Representante da comunidade Ashaninka e coordenador da Organização dos Povos Indígenas do Rio Juruá, Francisco Piyãko disse à EXAME que ninguém é dono da natureza e é ela quem rege como devemos viver

 Francisco Piyãko, líder indígena: “Entendemos que a terra, as águas, e tudo que está neste planeta não pode ser vendido, pois não somos donos de nada“

Francisco Piyãko, líder indígena: “Entendemos que a terra, as águas, e tudo que está neste planeta não pode ser vendido, pois não somos donos de nada“

Sofia Schuck
Sofia Schuck

Repórter de ESG

Publicado em 1 de dezembro de 2024 às 20h55.

Última atualização em 1 de dezembro de 2024 às 23h54.

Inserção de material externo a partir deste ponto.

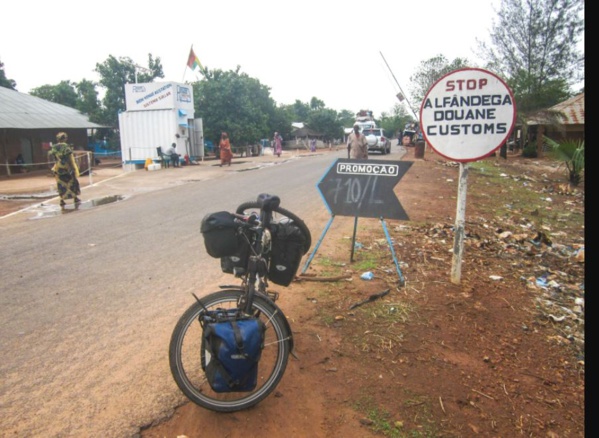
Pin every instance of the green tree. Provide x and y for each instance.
(87, 100)
(4, 81)
(233, 102)
(533, 44)
(394, 123)
(63, 93)
(114, 74)
(571, 153)
(327, 122)
(429, 72)
(316, 104)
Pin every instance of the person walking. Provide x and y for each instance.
(174, 156)
(278, 144)
(224, 145)
(357, 147)
(65, 170)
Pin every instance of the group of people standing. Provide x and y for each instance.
(226, 153)
(357, 147)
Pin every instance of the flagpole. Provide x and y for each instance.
(186, 65)
(404, 94)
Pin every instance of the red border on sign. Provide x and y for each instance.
(493, 148)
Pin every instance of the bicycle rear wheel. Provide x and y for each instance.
(279, 215)
(185, 351)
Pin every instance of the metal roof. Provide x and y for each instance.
(23, 111)
(568, 112)
(572, 110)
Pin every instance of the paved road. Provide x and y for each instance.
(88, 298)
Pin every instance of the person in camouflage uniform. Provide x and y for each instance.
(65, 170)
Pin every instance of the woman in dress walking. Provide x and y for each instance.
(278, 144)
(65, 170)
(225, 149)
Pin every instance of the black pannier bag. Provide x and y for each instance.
(287, 251)
(231, 349)
(220, 234)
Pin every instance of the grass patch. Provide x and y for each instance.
(381, 421)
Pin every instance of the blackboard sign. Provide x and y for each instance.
(364, 188)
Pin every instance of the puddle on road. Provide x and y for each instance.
(46, 210)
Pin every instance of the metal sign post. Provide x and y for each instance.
(466, 116)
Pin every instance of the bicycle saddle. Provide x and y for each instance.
(268, 202)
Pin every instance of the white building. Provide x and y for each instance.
(159, 114)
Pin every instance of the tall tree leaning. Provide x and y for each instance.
(114, 74)
(534, 45)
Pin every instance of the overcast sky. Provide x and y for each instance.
(328, 49)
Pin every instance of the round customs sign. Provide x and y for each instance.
(467, 114)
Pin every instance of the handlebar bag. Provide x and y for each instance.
(287, 250)
(221, 237)
(237, 263)
(231, 350)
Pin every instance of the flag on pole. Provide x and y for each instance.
(193, 61)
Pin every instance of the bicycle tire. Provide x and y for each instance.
(280, 213)
(185, 352)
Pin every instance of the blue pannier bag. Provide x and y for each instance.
(231, 349)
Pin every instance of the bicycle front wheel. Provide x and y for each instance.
(185, 353)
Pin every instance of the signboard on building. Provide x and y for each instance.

Se por um lado muito se fala sobre a necessidade de provar que o verdadeiro valor está na floresta de pé, Francisco Piyãko, líder da comunidade Ashaninka e coordenador da Organização dos Povos Indígenas do Rio Juruá, não é adepto da ideia de entender a preservação da natureza para gerar lucro.

Natural do Acre, o indígena esteve presente no TEDxAmazônia neste fim de semana em Manaus, e compartilhou suas ideias 'para adiar o fim do mundo' a partir das vivências e práticas ancestrais. 

Em entrevista à EXAME, Francisco disse ter uma certeza na vida: a forma de sustentar o planeta e garantir o futuro da humanidade é como seu povo sempre fez. E na contramão do que muitos podem pensar, ele deixa bem claro que a solução passa por entender que a Amazônia e os recursos naturais da Terra não são um negócio. 

"É a natureza que diz como temos que viver. Entendemos que a terra, as águas, e tudo que está neste planeta não pode ser vendido, pois não somos donos de nada disso", disse. 

Para o líder indígena, é preciso mudar a lógica de ocupação de terras e lutar por um espaço onde os seres possam viver e prosperar. E isto também permeia a ideia do coletivo: "Não podemos pegar uma fruta que está na floresta, coletar e vender. Isso está contra a nossa regra. Você tem que pegar, trazer e dar para o outro, então ele fará o mesmo por você. É menos sobre explorar, e mais sobre cuidar para ser cuidado", destacou. 

Na comunidade Ashaninka, seu povo vive isolado e só vai até lá quem tem um negócio, conta Francisco. Segundo ele, as maiores ameaças são a chegada de empresas madeireiras ou de mineração, e as obras de infraestrutura, como as rodovias que cruzam suas terras. Assim como em outras regiões do Brasil, recentemente também foram assolados pelas queimadas e sofreram com a qualidade de ar insalubre.

"Estamos passando por problemas seríssimos enquanto humanidade, pois a floresta está chegando no seu limite. Ela tem uma capacidade para se sustentar e precisa ser vista e entendida como um todo, e não como um negócio", repetiu. Isto porque ao pensar em explorá-la visando o lucro, se quebra toda uma cadeia e se esgotam os recursos, lembrou.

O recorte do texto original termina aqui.